Worst Jokes Ever

Worst Jokes Ever

Two persons were in a car. The brakes were broken and they were going so fast that they would crash and die.

The driver said: "Oh no! We will die!" but the person sitting next to him replied: "Don't panic, the stop sign at the end of the road will stop us."

Why did the guitar teacher get arrested?

He fingered A minor (get it, like the chord A minor)?

How many babies does it take to paint a barn red? Depends on how hard you throw them.
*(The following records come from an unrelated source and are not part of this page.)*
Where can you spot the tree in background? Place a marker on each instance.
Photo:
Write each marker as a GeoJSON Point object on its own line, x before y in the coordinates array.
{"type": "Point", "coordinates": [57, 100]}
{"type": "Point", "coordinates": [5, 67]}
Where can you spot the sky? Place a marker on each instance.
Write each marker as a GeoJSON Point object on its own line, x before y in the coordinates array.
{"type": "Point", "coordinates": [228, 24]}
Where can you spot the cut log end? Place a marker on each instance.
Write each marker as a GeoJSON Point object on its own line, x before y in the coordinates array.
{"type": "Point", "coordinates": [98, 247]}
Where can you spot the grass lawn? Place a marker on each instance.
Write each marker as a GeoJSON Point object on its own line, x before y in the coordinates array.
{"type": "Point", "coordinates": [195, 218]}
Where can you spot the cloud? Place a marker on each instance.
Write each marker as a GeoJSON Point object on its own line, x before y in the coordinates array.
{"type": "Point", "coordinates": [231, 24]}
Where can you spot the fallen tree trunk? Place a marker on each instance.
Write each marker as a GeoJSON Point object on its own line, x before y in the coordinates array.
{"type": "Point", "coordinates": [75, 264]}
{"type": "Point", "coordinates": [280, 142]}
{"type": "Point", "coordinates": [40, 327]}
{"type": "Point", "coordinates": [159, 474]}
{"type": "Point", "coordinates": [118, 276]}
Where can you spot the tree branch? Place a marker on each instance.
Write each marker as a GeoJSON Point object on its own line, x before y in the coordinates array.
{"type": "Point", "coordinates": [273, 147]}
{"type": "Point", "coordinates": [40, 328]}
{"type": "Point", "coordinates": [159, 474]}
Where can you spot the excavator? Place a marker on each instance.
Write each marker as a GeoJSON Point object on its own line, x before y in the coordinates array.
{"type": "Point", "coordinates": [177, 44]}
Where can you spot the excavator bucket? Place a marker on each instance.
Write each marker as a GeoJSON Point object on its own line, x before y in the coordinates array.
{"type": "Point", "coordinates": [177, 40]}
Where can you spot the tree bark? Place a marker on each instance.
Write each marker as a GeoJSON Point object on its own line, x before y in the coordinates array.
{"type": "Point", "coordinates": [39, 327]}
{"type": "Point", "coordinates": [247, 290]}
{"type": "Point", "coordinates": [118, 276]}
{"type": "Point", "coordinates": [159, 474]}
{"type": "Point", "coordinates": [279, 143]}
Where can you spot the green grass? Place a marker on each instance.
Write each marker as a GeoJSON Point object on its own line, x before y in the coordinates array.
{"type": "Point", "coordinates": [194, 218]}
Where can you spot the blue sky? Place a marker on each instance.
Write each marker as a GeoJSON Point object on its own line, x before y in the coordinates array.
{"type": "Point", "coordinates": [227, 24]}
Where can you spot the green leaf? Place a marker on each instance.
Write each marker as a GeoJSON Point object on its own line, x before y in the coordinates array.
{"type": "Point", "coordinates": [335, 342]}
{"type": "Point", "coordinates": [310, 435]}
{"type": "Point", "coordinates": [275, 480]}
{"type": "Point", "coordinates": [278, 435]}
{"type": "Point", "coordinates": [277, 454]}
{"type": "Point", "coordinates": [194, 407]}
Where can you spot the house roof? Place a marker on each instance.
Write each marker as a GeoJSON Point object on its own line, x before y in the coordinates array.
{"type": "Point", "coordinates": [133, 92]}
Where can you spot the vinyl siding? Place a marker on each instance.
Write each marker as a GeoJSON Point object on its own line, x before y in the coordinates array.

Tyler: What's your favorite fruit?

Frankie: Pineapple duh, what's yours?

Tyler: Pineapple

Frankie: Wanna come over and watch some Netflix? I'm home alone.

Tyler: Absolutely!! What time should I be there?

Frankie: Right now.

Tyler: Sweet! Should I bring a condom?

Frankie: Now enough talk, let's fuck.

Tyler: I thought you never asked.

There is only one thing I have to give my enemies.

A bucket full of dead baby heads and semen so they can replenish their spawn.

My wife and I were at the park with our little princess today.

We decided to go back home, then some jerk had the nerve to shout, "Stop those two! They have my daughter!"

Ex-girlfriend: “I can smell fish.”

Ex-boyfriend: “I can smell sh*t.”

Ex-boyfriend: “Well, how many boys swam down there?”

Ex-girlfriend: “20!”

Fish: “Wasn’t me, I don’t swim around mistakes.”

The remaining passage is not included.